Маргоша мне рассказывала, что эти европейцы, когда их соотечественницы от свободы совсем одурели и перестали рожать и заботиться о мужьях, предпочитая, подобно мужчинам, делать на работе карьеру, зарабатывать деньги, а на заработанные сидеть вечерами в ресторанчиках и на частые каникулы ездить по горнолыжным курортам, тогда мужчины европейские в контру своим эмансипированным бабам стали выписывать себе сексуальных рабынь из Тайланда или из Малайзии…
Сажали таких покорных и на все согласных куколок дома – этакая теплая разновидность резиновой бабы, однако!
Но русская-то, но русская-то – это же не резиновая баба!
Русская – она умная, она способная, она и язык иностранный готова выучить, и работящая, и образованная… И все же, как ни верти, – в главном-то – она же бе-ла-я, она же не тайка и не малайзийка!
В общем, закомпостировала моя Маргоша мозги Алику моему, подготовила его, провела с ним работу – что надо!
Неспроста он на меня запал и влюбился.
Маргоша ему как деловому партнеру по бизнесу совет дала и услугу оказала. Хочешь, брат Альварес, жить по-человечески, а не болтаться как одна штука в проруби? (Этого сравнения он, кстати, никак не мог понять даже с электронным переводчиком, потому что проруби никогда не видел – откуда у них в Испании проруби?) Так вот, хочешь жить по-человечески, чтобы о тебе заботилось преданное тебе существо?
Собака твоя любимая, лабрадор твой, она о тебе заботиться не будет! В лучшем случае харю тебе оближет да повоет рядом с тобой, поскулит, если ты заболеешь.
А жена…
А преданная русская жена – она не только поплачет-поскулит, она и в больнице рядом посидит лучше любой сиделки, она и приласкает, как ни одна проститутка не приласкает, потому что не за деньги, а по-родственному, как мужа…
Я-то дурочка и не знала!
Оказывается, Маргоша жену Альваресу моему искать начала еще год назад, сразу после того, как его Хуанита себе шею сломала.
Маргоша меня еще тогда не знала, а уже партнеру своему пообещала в России верную и красивую жену сыскать.
Вот она какая, Маргоша моя – золотая.
Памятник ей поставлю потом.
Ну…
Смотрины прошли успешно.
Алику я понравилась.
Он мне предложил поехать с ним покататься на его яхте – провести с ним уикенд.
А потом он бал давал у себя в своем палаццио.
Маргоша не зря суетилась, тратилась на мои уроки тенниса, английского языка, танцев… По большому счету, произвела я впечатление и на друзей его, и на родственников.
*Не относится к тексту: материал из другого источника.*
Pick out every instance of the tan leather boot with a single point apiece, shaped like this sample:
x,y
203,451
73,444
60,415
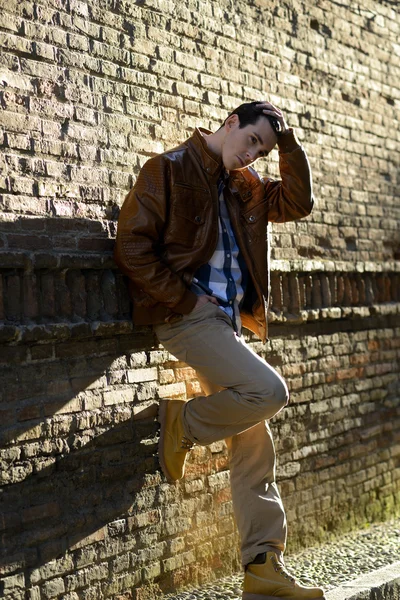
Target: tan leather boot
x,y
173,446
271,581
– А кто ваши родители? – спрашивала мать Альвареса моего, дама такая серьезная, но в общем ласковая.
– Мой папа погиб в катастрофе, когда я была маленькой, а мама работает в ресторанном бизнесе в средней русской провинции.
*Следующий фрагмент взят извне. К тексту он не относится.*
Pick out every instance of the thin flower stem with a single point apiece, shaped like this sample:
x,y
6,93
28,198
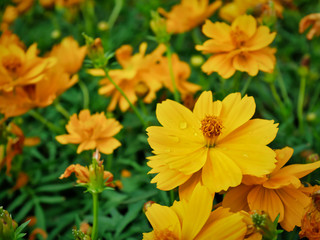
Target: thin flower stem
x,y
127,99
276,95
175,90
115,13
300,102
95,200
85,94
246,85
61,110
44,121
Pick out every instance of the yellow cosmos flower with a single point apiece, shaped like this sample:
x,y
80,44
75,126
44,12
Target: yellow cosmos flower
x,y
242,46
70,56
236,8
136,69
193,220
312,20
20,68
181,71
92,132
40,94
188,14
277,193
215,144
– А где вы учились? Где доводилось вам бывать?
– Училась в российской школе, потом брала частные уроки, – отвечала я так, как велела мне моя Маргоша…
В общем…
В общем, после катания на яхте, в конце бала Алик объявил всем о нашей помолвке и назначил день свадьбы.
Кстати говоря…
Это я уже потом, через год узнала, что Маргоша не одну меня так замуж пристроила.
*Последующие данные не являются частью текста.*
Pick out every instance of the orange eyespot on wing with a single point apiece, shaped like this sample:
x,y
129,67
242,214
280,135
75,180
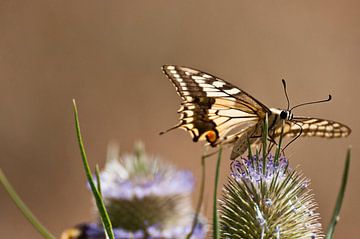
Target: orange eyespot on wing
x,y
211,136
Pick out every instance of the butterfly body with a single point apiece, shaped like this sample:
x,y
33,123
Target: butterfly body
x,y
221,113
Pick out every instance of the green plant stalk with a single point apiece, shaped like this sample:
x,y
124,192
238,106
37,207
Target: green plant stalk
x,y
23,208
340,197
265,135
98,199
201,197
97,173
216,226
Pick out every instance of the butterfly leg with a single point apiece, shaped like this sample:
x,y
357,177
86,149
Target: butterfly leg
x,y
297,136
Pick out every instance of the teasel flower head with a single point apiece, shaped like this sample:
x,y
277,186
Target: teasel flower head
x,y
266,199
145,198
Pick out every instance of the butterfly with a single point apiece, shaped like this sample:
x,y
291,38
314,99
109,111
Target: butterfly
x,y
220,113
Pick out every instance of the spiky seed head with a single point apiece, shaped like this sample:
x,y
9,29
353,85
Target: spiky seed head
x,y
266,199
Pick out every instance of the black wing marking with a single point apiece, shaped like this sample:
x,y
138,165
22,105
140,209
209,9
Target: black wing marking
x,y
308,126
212,104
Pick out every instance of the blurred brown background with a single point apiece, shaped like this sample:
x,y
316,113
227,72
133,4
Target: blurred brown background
x,y
107,55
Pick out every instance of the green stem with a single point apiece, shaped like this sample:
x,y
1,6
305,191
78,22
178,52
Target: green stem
x,y
23,208
98,199
339,200
216,229
201,197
И главное, что она не один миллиончик комиссионных на этом заработала.
Хорошая жена для богатого европейца – это дорогого стоит!
Здесь ошибиться нельзя. Это как у минера. Неверное движение – бах! Катастрофа.
Бедному-то что? Развелся, разбежались и все дела! А богатому, ему есть чего делить с женкой, да и не только в этом дело, дело-то еще и в человеческих отношениях. Каждому, и богатому тоже, хочется уверенности в том, что его будут любить не за деньги, а за то, что он просто – хороший такой! Как мама бескорыстно любит, или как собака лабрадор…
Поэтому они, богатые, они очень опасаются ошибиться. Вот тогда такие как Маргоша – они и приходят на помощь.
Слава моей Маргоше – слава ей в века!
ЭПИЛОГ
Свадьбу Веры и Ивана решили играть на самую широкую ногу.
И если старший Борщанский свою свадьбу с Анной Захаровой зажал, отделавшись банкетиком, какие во Франции называют "марьяж се-каше"*, то свадьбу сына он решил отпраздновать с истинно русским телевизионным размахом.